Toeristische verhuur

Op de laatste raadsvergadering voor de jaarwisseling stond het voorgestelde beleid voor toeristische verhuur op de agenda; eind november was dit al besproken in de commissie EFB (Economie, financiën en bestuur).

We schreven eerder over het raadsvoorstel, zie hier. Toeristische verhuur bestaat uit bed and breakfast (verhuur van een deel van de woning terwijl de verhuurder zelf aanwezig is) en vakantieverhuur (verhuur van de hele woning bij afwezigheid van de bewoner). Het nieuwe beleid is vooral van betekenis voor het laatste, en maakt daarvoor – onder voorwaarden – maximaal 60 dagen verhuur mogelijk.

Bij de behandeling in de raadscommissie waren er twee insprekers. Een B&B eigenaar agendeerde de minimale oppervlakte per persoon (14 m2), die ze te veel vond voor een B&B. Een omwonende van een permanent verhuurd achterhuis met eigen ingang dat los van de aanwezigheid van de eigenaar van het voorhuis werd verhuurd en daardoor overlast gaf aan de buurt, vond dat dit niet onder de regels van een B&B kon vallen. Vanuit de wethouders werd aan beide insprekers toegezegd naar hun bezwaren te kijken bij de uitwerking van het voorstel naar beleidsregels.
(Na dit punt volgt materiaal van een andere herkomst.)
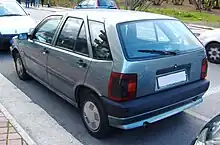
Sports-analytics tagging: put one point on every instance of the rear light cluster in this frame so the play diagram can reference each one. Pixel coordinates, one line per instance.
(204, 68)
(122, 87)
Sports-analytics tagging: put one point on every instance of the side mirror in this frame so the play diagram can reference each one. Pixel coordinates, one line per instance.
(23, 36)
(210, 134)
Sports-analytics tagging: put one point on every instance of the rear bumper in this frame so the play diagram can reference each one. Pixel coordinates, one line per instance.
(5, 41)
(152, 108)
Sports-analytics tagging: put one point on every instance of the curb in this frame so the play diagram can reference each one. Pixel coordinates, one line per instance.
(17, 127)
(200, 26)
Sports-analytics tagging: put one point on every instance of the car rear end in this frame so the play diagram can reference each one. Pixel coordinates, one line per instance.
(163, 73)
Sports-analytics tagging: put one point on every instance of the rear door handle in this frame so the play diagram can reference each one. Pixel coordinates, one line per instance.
(81, 63)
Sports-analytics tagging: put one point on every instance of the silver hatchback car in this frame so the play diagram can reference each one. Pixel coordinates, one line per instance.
(123, 69)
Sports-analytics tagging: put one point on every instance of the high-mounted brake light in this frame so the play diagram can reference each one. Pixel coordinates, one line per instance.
(204, 68)
(122, 87)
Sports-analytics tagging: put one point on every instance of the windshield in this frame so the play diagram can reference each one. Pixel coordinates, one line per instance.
(160, 35)
(11, 9)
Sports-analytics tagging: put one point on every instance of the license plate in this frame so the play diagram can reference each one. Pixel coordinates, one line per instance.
(171, 79)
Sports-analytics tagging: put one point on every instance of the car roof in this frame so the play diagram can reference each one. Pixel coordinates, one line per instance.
(114, 16)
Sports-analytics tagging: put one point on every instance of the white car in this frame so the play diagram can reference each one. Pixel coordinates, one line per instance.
(13, 20)
(211, 41)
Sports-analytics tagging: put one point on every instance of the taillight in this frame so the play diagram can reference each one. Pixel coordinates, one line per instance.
(122, 87)
(204, 68)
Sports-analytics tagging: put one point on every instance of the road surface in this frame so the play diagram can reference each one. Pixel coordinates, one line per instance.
(179, 129)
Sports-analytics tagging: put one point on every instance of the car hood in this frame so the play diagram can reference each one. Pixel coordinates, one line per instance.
(16, 24)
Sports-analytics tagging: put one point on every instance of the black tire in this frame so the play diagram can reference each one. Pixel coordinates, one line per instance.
(212, 55)
(22, 74)
(104, 129)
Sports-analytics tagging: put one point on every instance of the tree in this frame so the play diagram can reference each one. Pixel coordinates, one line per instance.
(158, 2)
(177, 2)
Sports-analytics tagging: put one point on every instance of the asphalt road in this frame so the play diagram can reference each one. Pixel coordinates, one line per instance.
(179, 129)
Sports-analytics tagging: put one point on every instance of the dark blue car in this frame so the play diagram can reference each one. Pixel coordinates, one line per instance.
(97, 4)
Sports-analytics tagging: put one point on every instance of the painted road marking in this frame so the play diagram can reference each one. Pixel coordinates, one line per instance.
(44, 129)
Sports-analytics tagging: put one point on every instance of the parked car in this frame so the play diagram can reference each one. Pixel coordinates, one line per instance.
(13, 20)
(211, 41)
(97, 4)
(210, 133)
(120, 71)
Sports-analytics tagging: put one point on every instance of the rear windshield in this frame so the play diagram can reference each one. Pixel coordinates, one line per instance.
(161, 35)
(11, 9)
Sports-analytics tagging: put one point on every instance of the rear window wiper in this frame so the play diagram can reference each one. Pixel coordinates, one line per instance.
(162, 52)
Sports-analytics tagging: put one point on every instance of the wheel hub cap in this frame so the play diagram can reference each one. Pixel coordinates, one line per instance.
(91, 116)
(214, 53)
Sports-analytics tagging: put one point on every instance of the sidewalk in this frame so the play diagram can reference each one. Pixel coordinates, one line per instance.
(8, 134)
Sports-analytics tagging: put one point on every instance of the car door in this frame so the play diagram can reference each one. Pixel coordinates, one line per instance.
(69, 59)
(36, 48)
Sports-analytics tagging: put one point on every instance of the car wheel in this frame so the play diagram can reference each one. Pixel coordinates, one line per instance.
(94, 117)
(213, 52)
(20, 69)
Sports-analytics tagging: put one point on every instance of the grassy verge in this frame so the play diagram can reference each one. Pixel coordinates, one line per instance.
(192, 17)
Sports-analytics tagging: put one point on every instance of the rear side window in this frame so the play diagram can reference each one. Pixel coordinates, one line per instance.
(99, 41)
(140, 39)
(68, 34)
(45, 32)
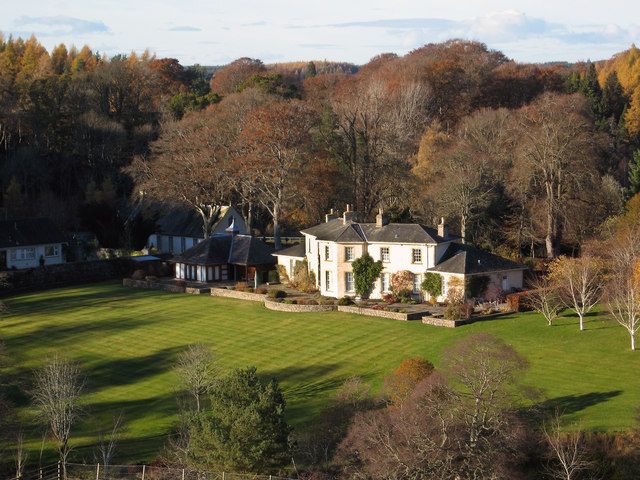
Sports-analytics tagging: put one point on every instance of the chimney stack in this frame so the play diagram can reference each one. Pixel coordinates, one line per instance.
(443, 231)
(348, 215)
(381, 219)
(330, 216)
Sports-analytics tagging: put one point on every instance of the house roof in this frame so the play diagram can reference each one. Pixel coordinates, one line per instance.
(226, 248)
(181, 221)
(338, 231)
(296, 250)
(468, 260)
(30, 231)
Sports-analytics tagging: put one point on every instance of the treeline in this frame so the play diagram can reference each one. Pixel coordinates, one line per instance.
(527, 160)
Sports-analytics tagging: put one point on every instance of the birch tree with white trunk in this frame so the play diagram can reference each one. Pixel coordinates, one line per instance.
(580, 282)
(545, 300)
(56, 395)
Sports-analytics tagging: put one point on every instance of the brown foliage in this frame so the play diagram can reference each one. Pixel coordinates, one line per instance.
(401, 383)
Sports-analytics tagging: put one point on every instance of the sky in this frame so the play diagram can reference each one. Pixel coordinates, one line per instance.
(211, 32)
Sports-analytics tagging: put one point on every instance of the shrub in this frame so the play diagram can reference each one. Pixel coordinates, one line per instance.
(307, 301)
(277, 294)
(432, 284)
(326, 301)
(282, 273)
(273, 276)
(411, 371)
(138, 275)
(494, 293)
(345, 302)
(365, 272)
(457, 311)
(389, 298)
(402, 283)
(477, 285)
In de raad overheerste de tevredenheid van fracties dat er nu beleid komt en daardoor uitwassen rond vakantieverhuur kunnen worden voorkomen en woningen beschermd worden, maar wel kleinschalige vormen van overnachting voor een specifieke doelgroep mogelijk worden gemaakt. D66 vroeg zich nog wel af of er zo niet een te romantisch beeld werd geschetst over die doelgroep: een deel van de airbnb toeristen zijn gewoon mensen die een zo goedkoop mogelijke overnachtingsmogelijkheid zoeken.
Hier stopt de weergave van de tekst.